Danişment Ahmet Gazi Danişmendli Beyliği Kurucusu Gümüştekin Danişmend Ahmed Gazi
1071-1178 yılları arasında Sivas, Malatya, Kayseri, Tokat,Amasya ve civârında hüküm süren bir Türkmen hânedânı.
Dânişmendliler beyliğinin kurucusu Gümüştekin Dânişmend Ahmed Gâzi, âlim ve fazîletli bir zâttı. Bir rivâyete göre Kutalmışoğlu Süleymân Şahın dayısıydı.
1063 yılından îtibâren Sultan Alparslan’ın hizmetine giren Dânişmend; ilmi, cesâreti ve yiğitliğiyle onun dikkatini çekmiş ve en güvenilir emirleri arasında yer almıştır.Malazgirt Savaşına da katılan Dânişmend Ahmed Gâzi, zaferin kazanılmasında önemli rol oynadı. Sultan Alparslan savaşa katılan emirlerinden Anadolu’da fetihlerde bulunmalarını istemiş ve fethedecekleri yerlerin kendilerine ıktâ edileceğini bildirmişti. Zaferi müteâkip fetihlere girişen beyler, Anadolu’nun muhtelif şehirlerini zaptederek buralarda kendi adlarıyla anılan beylikler kurmuşlardı. Danişmend Ahmed Gâzi de zaferden sonra Bizanslılardan Sivas’ı aldı ve Dânişmendli Hânedânını kurdu (1071).
Sivas’ı bir üs olarak kullanan Dânişmend Gâzi; Çavuldur, Tursan, Kara Doğan,Osmancık, İltekin ve Karatekin adlı emirleriyle Amasya, Tokat, Niksar, Kayseri, Zamantı, Develi ve Çorum’u fethederek beyliğine kattı. Dânişmend Ahmed Gâzi daha çok Haçlılar ve Rumlara karşı yaptığı cihâd hareketleriyle meşhur oldu. 1097 yılında İznik’i kuşatan ve zapteden Haçlılara karşı Sultan Birinci Kılıçarslanla birlikte Eskişehir’de büyük bir meydan muhârebesine girdi. Binlerce Haçlı askerinin ölümüyle netîcelenen savaşta Kılıçarslan ve Dânişmend Gâzi düşman kuvvetlerinin çokluğunu düşünerek geri çekildiler. Bundan sonra vur-kaç taktiğini kullanan Türkler, Haçlıların Antalya’ya ulaşıncaya kadar büyük bölümünü yok ettiler.
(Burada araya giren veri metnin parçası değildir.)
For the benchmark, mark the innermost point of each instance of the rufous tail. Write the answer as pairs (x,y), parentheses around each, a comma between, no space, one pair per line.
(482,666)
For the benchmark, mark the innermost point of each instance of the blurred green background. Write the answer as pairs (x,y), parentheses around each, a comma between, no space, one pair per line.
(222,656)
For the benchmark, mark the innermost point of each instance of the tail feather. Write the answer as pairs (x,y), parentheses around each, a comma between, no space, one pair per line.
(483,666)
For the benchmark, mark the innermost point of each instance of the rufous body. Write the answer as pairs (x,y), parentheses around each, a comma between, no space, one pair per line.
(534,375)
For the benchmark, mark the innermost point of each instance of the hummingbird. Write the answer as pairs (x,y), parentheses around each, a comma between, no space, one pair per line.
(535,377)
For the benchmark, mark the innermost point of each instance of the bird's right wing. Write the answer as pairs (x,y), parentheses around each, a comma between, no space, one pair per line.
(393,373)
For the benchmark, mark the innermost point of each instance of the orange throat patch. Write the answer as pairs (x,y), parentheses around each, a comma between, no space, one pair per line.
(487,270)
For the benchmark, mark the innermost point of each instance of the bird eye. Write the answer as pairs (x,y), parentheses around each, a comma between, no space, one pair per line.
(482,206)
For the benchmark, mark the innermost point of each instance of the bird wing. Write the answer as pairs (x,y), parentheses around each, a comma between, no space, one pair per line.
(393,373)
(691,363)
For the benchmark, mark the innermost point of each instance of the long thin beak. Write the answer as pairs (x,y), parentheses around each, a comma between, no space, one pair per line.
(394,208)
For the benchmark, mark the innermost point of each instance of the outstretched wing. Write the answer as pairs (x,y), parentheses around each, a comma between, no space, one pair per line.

Dânişmend Ahmed Gâzi, 1098 senesinde büyük bir orduyla Sivas’tan Malatya üzerine yürüdü ve şehri kuşattı. Üç yıl devâm eden kuşatma sonunda Dânişmend Gâzi’ye mukâvemet edemeyeceğini anlayan Gabriel, Antakya Prensi Bohemond’dan yardım istedi. Karşılığında da, Malatya’yı ve güzelliğiyle meşhur kızı Morfia’yı vermeyi teklif etti.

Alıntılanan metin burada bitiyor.